What it can't quite earn, at this length, is everything that would come after. The story ends close to the moment when the campaign is starting; what the campaign actually becomes - whether it works, whether the platform retaliates, whether the journalism the reporter was working on lands - is mostly outside the frame. That is, I think, the right ending for a forty-page piece, but it's also the part that pulls the rating to a 3 for me. The premise generates more book than this story is allowed to give it.
What the Format Holds and What It Doesn't
The strengths: Ko's specificity about the work itself, the political clarity without preachiness, the moral seriousness about how American comfort runs on Filipino labor, the rendering of two women whose lives feel like lives even at this length. The reservations: the supporting cast (the reporter, the platform's faceless management, the families of both Sandras) is necessarily thin; the email-as-narrative device occasionally flattens what would have been more textured in straight prose; the closing pages, true to the Out of Line register, leave more open than I wanted them to.

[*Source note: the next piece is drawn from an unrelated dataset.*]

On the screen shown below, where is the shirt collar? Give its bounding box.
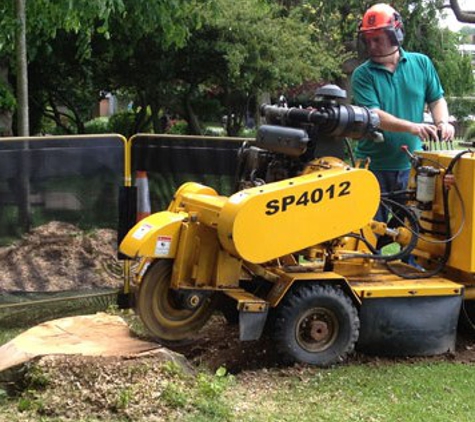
[367,48,406,70]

A 3.0 here means: a serious, well-researched, well-intentioned short piece that deserved a longer treatment, by an author whose longer treatments are some of the best contemporary American fiction on labor and immigration. Read it for an hour. Then go pick up The Leavers.
Rating: 3.0/5 ⭐
Perfect for: Lisa Ko readers, anyone interested in the labor underbelly of social media platforms, listeners who'd hand Lea Salonga a forty-five-minute audiobook, readers of journalism-adjacent short fiction.
Skip if: You want fiction that lands a finished arc rather than the start of one, you find premise-driven short stories too schematic, or workplace exposé-flavored fiction is too close to your day job.